UP: O filósofo e poeta português Agostinho da Silva (1906-1994), após mais de vinte anos de exílio no Brasil, dizia que «o brasileiro é o português à solta». Concorda, Luís Fernando?

LFV: Concordo um pouco. Temos a impressão de que Portugal é um país pequeno, estreito, mais restrito, e de que os portugueses falam muito rápido e, às vezes, engolem uma consoante ou outra. O brasileiro é o português com mais espaço.

UP: Em 1959, o seu pai, o escritor Érico Veríssimo, veio pela primeira vez à Europa e viajou primeiro por Portugal, em plena ditadura do Estado Novo, consigo, então com 22 anos, com a sua mãe e com o poeta Jorge de Sena. No relato que fez em Solo de Clarineta, descreve-o a si, «encolhido dentro de um sobretudo gris», escutando os grilos noturnos nas ruínas romanas de Conímbriga…
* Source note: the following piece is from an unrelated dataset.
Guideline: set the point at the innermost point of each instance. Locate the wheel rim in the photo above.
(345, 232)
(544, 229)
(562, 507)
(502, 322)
LFV: Sim, era Fevereiro, fazia muito frio e visitámos Portugal de cima a baixo. Lembro-me de que, noutra noite, num hotel de uma cidadezinha perto do Porto, ouvíamos os uivos dos lobos. Foi muito impressionante.

UP: Na época, o clima político era bem soturno e de grande revolta contra o ditador Oliveira Salazar.

LFV: O meu pai veio fazer uma série de palestras que acabaram se transformando em comícios políticos. A PIDE [polícia política] deu-se conta disso e, na segunda parte da viagem, a reação da plateia já foi mais ou menos controlada. Houve uma recepção na embaixada brasileira em Lisboa (o embaixador era Álvaro Lins), onde o general Humberto Delgado [líder do, então, principal movimento oposicionista] estava refugiado, sob asilo político, e por isso não podia aparecer. Foi tudo muito intenso.

UP: O seu pai conta que examinou consigo o problema político de todos os pontos de vista.

LFV: Apesar do clima pesado, foi uma satisfação ver a atuação do meu pai. Ele era introvertido, nada interventivo ou de grandes exposições, mas se saiu muito bem, defendendo a democracia e a liberdade de expressão, com grande tranquilidade e, ao mesmo tempo, com grande consequência política. Isso deixou-me muito orgulhoso.

MST: Portugal e o Brasil andaram quase sempre desencontrados: ou havia ditadura lá, ou havia cá. Nesses anos, já havia democracia no Brasil. Mas, quem quiser conhecer o ambiente político português dessa altura, visto por um brasileiro, deve ler Missão em Portugal, de Álvaro Lins, que foi um dos meus livros de formação política.

LFV: Ele era também um excelente crítico literário.

MST: Era um embaixador à maneira antiga, quando as coisas ainda não eram multilaterais e o embaixador representava o país e era a testemunha privilegiada no local. Foi uma época de ouro da diplomacia, na qual o Brasil sempre teve uma grande tradição.

UP: Érico Veríssimo, por exemplo, referia um antepassado português que, 150 anos antes, partira para o Brasil, para explicar por que se sentia «em casa» em Portugal. Sem essa raiz familiar, o que une de facto portugueses e brasileiros?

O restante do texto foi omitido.